UNMC_Acronym_Vert_sm_4c
University of Nebraska Medical Center

Lauren Sauer, MSc

•Associate Director of Research, GCHS
•Director, Special Pathogen Research Network
•Associate Professor, UNMC College of Public Health, Department of Environmental, Agricultural and Occupational Health

Lauren Sauer

 

Lauren Sauer is an Associate Professor in the College of Public Health, Department of Environmental, Agricultural, and Occupational Health, at the University of Nebraska Medical Center and both the Interim Associate Director of Research and a Scholar of the UNMC Global Center for Health Security. She is an Adjunct Associate Professor of Emergency Medicine in the Johns Hopkins School of Medicine, with a joint appointment in the Johns Hopkins Bloomberg School of Public Health, department of International Health. She is also an adjunct faculty member of the Boston University Center for Emerging Infectious Diseases Policy and Research.

Lauren has been working in the field of disaster and public health emergency research and education for almost two decades and has deployed for over a dozen disaster and emergency responses, and on the US Navy’s humanitarian assistance missions Continuing Promise, and Pacific Partnership. For almost a decade, Lauren served as the Assistant Director of Operations for the Johns Hopkins Go Team, a deployable Medical Asset and has worked remotely and on the ground on several disaster responses for them including Hurricane Katrina, the 2009 California Wildfires, the Haiti earthquake, the Pakistan floods, and Hurricanes Irma and Maria in the US Virgin Islands. Lauren has advised national governments, research and response networks, and nonprofit organizations on preparedness and response efforts.
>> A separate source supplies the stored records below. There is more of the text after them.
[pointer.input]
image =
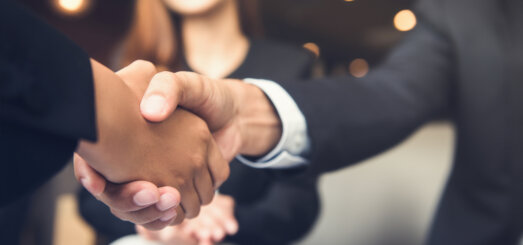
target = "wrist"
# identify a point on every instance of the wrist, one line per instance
(260, 125)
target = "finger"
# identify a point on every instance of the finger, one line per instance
(161, 97)
(130, 196)
(204, 185)
(212, 229)
(180, 216)
(190, 201)
(163, 222)
(88, 177)
(137, 76)
(218, 167)
(169, 198)
(147, 234)
(145, 215)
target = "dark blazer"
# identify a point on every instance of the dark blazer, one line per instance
(272, 206)
(46, 101)
(463, 61)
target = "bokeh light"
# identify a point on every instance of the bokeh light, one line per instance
(359, 68)
(71, 7)
(405, 20)
(314, 48)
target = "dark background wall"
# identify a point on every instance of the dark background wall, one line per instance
(343, 30)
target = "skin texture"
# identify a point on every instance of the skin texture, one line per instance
(212, 225)
(179, 152)
(240, 115)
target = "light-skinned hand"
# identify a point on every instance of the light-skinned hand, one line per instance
(215, 221)
(180, 152)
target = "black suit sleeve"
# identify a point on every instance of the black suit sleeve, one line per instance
(351, 119)
(46, 100)
(286, 213)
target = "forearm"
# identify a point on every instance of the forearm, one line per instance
(260, 125)
(118, 119)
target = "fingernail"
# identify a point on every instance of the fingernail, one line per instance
(144, 198)
(232, 228)
(167, 201)
(218, 234)
(169, 215)
(153, 105)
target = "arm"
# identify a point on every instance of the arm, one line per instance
(348, 119)
(47, 105)
(352, 119)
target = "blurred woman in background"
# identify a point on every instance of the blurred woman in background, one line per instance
(220, 38)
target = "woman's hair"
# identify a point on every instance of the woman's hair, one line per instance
(155, 33)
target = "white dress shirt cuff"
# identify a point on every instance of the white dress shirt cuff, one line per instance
(294, 140)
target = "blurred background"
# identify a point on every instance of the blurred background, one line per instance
(389, 199)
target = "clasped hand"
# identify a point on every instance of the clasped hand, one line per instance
(143, 174)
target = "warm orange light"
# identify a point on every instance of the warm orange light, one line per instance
(71, 7)
(405, 20)
(358, 68)
(314, 48)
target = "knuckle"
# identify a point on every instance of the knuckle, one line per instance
(165, 74)
(155, 226)
(193, 213)
(198, 161)
(208, 198)
(144, 64)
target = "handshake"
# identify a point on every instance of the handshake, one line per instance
(165, 140)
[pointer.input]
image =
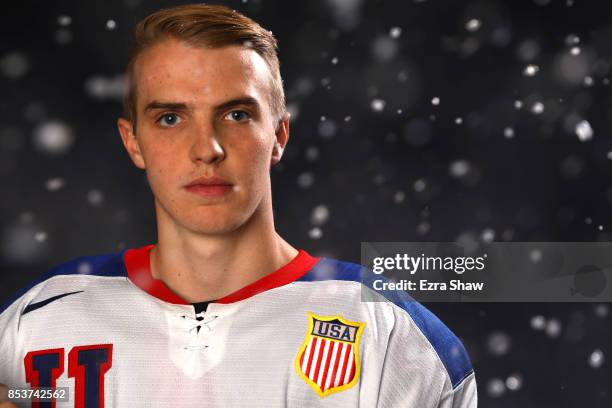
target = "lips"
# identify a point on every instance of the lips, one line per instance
(209, 187)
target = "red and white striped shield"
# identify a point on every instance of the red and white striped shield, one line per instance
(329, 357)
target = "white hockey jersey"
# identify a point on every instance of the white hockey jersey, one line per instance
(301, 336)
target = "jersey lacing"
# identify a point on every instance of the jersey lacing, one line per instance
(194, 323)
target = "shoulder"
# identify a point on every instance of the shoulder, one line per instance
(408, 312)
(67, 275)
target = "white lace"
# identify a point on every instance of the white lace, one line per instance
(193, 322)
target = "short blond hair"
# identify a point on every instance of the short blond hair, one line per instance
(204, 25)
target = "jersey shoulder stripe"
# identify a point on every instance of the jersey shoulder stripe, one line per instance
(449, 348)
(107, 265)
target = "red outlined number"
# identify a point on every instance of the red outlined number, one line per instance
(43, 368)
(88, 364)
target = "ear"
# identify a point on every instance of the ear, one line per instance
(126, 130)
(282, 137)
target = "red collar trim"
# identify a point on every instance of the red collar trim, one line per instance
(138, 265)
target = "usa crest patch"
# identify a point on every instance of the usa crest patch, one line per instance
(328, 359)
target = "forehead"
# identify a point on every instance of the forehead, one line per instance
(176, 70)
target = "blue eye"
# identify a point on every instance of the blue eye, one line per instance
(169, 120)
(237, 116)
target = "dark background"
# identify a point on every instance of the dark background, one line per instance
(371, 156)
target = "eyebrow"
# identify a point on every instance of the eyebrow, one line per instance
(247, 100)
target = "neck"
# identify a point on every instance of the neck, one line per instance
(200, 267)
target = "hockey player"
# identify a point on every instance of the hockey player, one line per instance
(221, 311)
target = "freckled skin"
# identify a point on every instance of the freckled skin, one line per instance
(204, 143)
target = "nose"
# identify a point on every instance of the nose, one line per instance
(205, 146)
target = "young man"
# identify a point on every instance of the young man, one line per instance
(221, 311)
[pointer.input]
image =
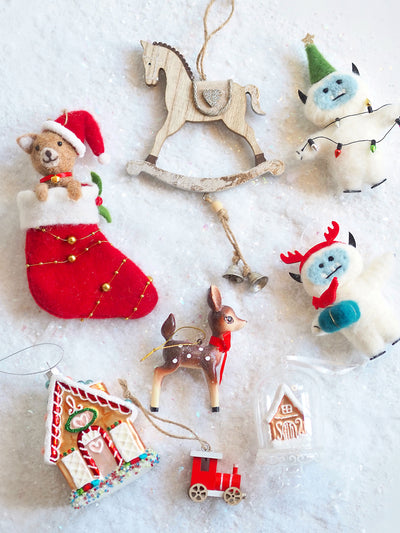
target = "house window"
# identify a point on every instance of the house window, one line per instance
(287, 409)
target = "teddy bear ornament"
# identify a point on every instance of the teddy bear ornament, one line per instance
(73, 270)
(347, 296)
(351, 134)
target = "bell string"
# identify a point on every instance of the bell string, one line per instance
(150, 416)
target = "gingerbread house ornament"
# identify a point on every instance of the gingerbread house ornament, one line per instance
(90, 436)
(289, 414)
(286, 417)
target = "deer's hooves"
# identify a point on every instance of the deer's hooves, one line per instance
(260, 158)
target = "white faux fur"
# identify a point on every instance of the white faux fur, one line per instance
(58, 208)
(377, 326)
(357, 165)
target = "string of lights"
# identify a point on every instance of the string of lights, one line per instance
(372, 142)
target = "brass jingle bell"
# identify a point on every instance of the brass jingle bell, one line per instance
(234, 274)
(257, 281)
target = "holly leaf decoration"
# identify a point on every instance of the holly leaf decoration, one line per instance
(103, 211)
(97, 181)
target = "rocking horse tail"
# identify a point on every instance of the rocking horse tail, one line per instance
(252, 90)
(168, 328)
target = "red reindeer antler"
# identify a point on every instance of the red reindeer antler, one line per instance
(292, 257)
(332, 232)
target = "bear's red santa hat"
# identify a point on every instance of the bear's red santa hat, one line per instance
(76, 127)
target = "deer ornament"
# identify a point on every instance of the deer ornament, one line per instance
(222, 320)
(348, 296)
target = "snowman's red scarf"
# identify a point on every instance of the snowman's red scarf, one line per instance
(328, 297)
(223, 345)
(59, 175)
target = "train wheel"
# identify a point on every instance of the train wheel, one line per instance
(233, 496)
(198, 492)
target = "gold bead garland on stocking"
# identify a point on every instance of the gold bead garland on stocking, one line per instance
(106, 286)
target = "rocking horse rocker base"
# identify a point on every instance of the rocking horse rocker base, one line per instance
(204, 185)
(201, 101)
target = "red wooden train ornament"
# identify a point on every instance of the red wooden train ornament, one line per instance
(206, 481)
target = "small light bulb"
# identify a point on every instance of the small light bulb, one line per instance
(338, 150)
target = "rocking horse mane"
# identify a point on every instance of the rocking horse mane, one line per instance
(176, 52)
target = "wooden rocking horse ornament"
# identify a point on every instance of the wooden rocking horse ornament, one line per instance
(222, 320)
(190, 100)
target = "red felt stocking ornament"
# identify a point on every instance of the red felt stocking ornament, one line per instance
(73, 271)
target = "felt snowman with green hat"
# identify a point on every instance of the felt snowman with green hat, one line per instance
(352, 134)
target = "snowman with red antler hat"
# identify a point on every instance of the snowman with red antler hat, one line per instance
(347, 296)
(73, 270)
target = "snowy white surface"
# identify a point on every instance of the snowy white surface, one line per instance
(86, 55)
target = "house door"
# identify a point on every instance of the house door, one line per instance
(289, 430)
(101, 455)
(98, 451)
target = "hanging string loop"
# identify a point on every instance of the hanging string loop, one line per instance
(208, 36)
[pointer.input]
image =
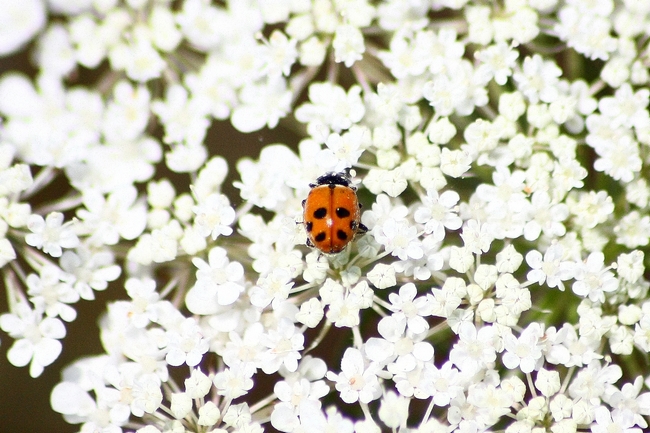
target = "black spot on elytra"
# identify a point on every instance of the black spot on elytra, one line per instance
(342, 212)
(320, 213)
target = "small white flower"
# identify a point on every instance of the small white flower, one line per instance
(186, 344)
(552, 268)
(358, 380)
(51, 235)
(37, 338)
(218, 283)
(523, 352)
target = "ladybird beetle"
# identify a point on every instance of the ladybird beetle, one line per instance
(332, 213)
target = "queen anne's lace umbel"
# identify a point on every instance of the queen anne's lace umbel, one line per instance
(500, 150)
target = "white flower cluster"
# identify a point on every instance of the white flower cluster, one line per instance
(500, 149)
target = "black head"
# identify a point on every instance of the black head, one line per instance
(334, 179)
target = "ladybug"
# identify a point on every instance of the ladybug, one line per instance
(332, 213)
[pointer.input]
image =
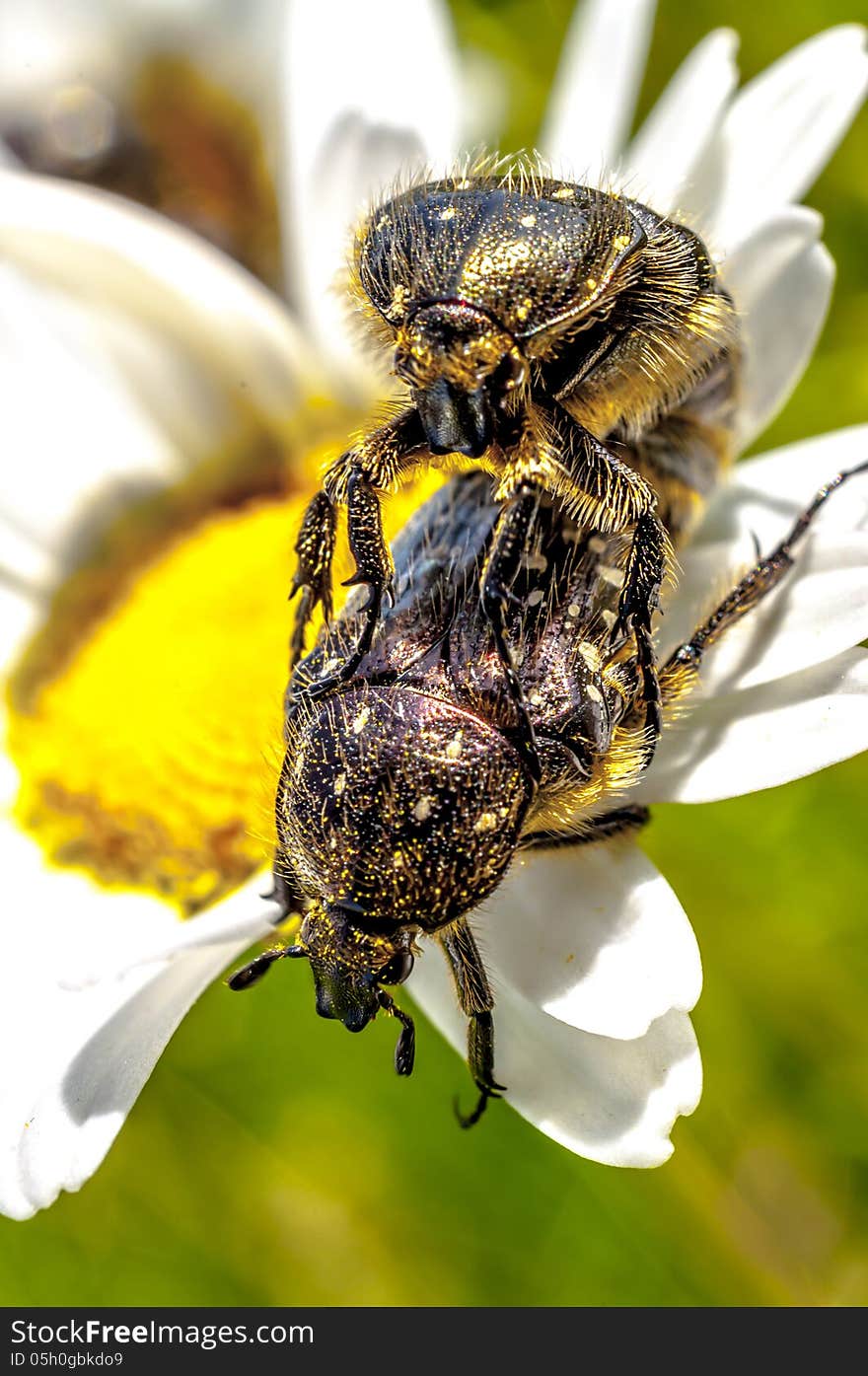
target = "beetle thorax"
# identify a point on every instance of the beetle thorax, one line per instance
(399, 804)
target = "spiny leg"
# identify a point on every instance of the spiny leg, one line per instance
(683, 665)
(316, 549)
(356, 479)
(638, 600)
(508, 547)
(603, 493)
(476, 1002)
(288, 899)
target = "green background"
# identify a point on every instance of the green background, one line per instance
(274, 1160)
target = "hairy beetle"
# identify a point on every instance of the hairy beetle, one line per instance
(406, 793)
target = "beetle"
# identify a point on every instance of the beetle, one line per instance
(571, 341)
(406, 791)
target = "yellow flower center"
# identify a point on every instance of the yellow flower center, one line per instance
(149, 749)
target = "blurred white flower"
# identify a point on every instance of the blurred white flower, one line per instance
(131, 351)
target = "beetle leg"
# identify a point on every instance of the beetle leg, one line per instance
(683, 666)
(502, 564)
(316, 547)
(638, 600)
(356, 479)
(607, 494)
(476, 1000)
(609, 825)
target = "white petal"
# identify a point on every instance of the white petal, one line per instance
(380, 102)
(819, 610)
(781, 129)
(742, 742)
(69, 425)
(765, 494)
(110, 253)
(83, 1052)
(609, 1100)
(596, 87)
(781, 281)
(23, 610)
(676, 136)
(42, 42)
(595, 936)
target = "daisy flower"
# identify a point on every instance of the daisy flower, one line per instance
(167, 413)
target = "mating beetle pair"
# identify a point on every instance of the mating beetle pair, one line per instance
(581, 352)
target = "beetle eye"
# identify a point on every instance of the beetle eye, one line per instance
(397, 971)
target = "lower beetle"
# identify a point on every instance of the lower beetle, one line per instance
(407, 790)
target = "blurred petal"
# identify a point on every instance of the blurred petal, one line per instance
(44, 42)
(83, 1052)
(113, 254)
(781, 281)
(611, 1101)
(677, 134)
(386, 102)
(742, 742)
(780, 132)
(596, 87)
(595, 936)
(68, 424)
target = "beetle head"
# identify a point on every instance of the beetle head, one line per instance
(461, 366)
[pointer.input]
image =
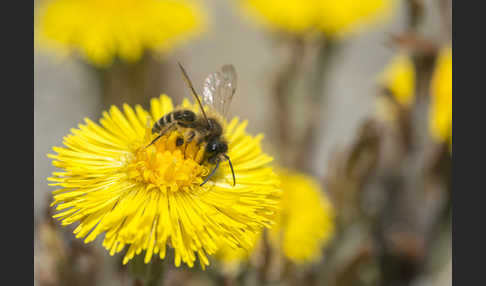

She has authored over 60 journal articles in the fields of bioemergencies and disaster preparedness and response.

She is the Director of the Special Pathogens Research Network, the research arm of the National Ebola Training and Education Center and is an alumnus of the Emerging Leaders in Biosecurity program at the Johns Hopkins Center for Health Security, where she is a contributing scholar. She also serves on the American Red Cross Scientific Advisory Committee where she sits on the Disaster Preparedness Sub Committee, supporting the Red Cross’ operations with a scientifically sound evidence base. She previously served as Director of Operations for the Johns Hopkins Office of Critical Event Preparedness and Response and the Director of Research for the Johns Hopkins Biocontainment Unit where she ran the inpatient COVID19 biobank and served on the COVID-19 research steering committee for JHU. She also previously served as the JHU focal point for their partnership with the World Health Organization’s Global Outbreak and Alert Response Network.

Lauren’s research focuses mainly on human subjects research in bio-emergencies and acute disasters, as well as immediate post-disaster and post-outbreak infrastructure, including the impact of disasters and outbreaks on healthcare systems, resource availability and access, and the impact of policy on preparedness and response capabilities. Much of her work is focused on the ethical implementation of human subjects research and navigating the regulatory environment, as well as the way policy, guidance and new science impacts disaster and outbreak affected populations. Her research has focused on providing healthcare systems tools that facilitate implementation of policy requirements and clinical trials in emergencies. Planning tools for hospital bed capacity, patient management and other disaster and outbreak related needs allow hospitals and healthcare systems to break down complex, potentially unfamiliar concepts into manageable pieces. Additionally, she has focused on appropriateness of disaster response and aid for affected populations to observe positive and negative effects of distribution of aid, implementation of response strategies such as novel therapeutics, and other resources.